Discipline is another one of the many important skills that are taught. Discipline relates to various different factors, one being time management. Time management is beneficial when striving to be productive. It requires focusing on the task at hand and provides the ability to plan accordingly, increasing efficiency in multiple assignments. Discipline also forces individuals to acknowledge and respect authority. This compels them to follow certain guidelines and methods of conduct, which is so significant in everyday life. When disciplined you learn to follow through with commitments and you recognize that there are consequences for unacceptable behavior. For example: Being late to practice can result in substantial fines or loss of position. Those consequences can be detrimental. Having to face them may instill a stronger desire to not allow that or similar situations to happen again.
There are a number of skills that are taught when playing sports. Organization, socialization, time management, teamwork, hard work, loyalty, sacrifice, contribution, commitment and character development are some of those, just to name a few. Every individual that plays a sport is taught these things, but what’s important is recognizing and using these skills in daily living. Take notice of how some of these skills can positively affect life at home. Time management is very important when raising children. Managing their daily activities and schedules while still allocating the appropriate time for a spouse requires skill. Commitment is essential to having a flourishing marriage. Spending quality time and performing acts of service takes commitment and, according to Gary Chapman, author of the book, “The 5 Love Languages”, will result in a “full love tank” for your spouse. The old saying “happy wife, happy life” might very well be true, but it takes instilling good values and morals within yourself to first make yourself happy, thus leading to the ability to make others happy. Exhibiting discipline within the home is a great example to set for children. That can contribute to them being positive influences in society. Also, displaying the ability to cope with loss and failure demonstrates strength, which is necessary for the sake of the family as being the head of the household.

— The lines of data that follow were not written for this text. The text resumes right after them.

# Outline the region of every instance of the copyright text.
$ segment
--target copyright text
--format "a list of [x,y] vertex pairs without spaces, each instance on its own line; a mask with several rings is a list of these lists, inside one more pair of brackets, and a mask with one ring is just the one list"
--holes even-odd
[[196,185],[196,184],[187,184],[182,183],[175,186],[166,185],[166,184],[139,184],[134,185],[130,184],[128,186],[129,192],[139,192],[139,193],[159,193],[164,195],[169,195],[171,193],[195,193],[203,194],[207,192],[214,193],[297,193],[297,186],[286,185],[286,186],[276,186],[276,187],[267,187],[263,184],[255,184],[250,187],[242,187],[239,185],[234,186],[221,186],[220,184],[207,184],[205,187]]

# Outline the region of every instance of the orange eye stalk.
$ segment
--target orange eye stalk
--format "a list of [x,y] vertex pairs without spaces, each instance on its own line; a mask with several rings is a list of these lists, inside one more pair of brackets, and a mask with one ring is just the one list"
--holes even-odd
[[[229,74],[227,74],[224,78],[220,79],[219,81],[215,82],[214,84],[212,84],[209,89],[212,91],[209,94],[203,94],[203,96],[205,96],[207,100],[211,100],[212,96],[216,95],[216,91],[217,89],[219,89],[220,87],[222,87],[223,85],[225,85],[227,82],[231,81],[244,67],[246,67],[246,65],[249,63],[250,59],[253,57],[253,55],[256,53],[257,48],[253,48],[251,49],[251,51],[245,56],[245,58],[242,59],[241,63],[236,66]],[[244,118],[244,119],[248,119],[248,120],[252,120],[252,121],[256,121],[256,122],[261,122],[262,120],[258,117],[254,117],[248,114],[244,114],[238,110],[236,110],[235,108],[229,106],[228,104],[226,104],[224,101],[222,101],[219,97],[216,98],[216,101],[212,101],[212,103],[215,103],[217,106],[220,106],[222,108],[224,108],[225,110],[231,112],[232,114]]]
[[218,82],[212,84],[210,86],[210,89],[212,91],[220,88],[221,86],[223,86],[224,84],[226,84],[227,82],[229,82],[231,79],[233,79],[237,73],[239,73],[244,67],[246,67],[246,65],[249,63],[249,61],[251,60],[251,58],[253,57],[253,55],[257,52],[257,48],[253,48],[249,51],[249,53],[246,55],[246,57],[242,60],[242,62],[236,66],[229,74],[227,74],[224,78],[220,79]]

As you can see, playing sports speaks far higher volumes than the physical talent and skill associated with it; what is fulfilling isn’t the records that have been broken, that’s the bonus, it’s the advantage these individuals have of being crafted with life skills that can’t be taught in a classroom, and unfortunately aren’t always taught at home. It’s an involvement in an activity that focuses on teaching important life lessons making you a positive, contributing individual to society and to your family, on and off the field.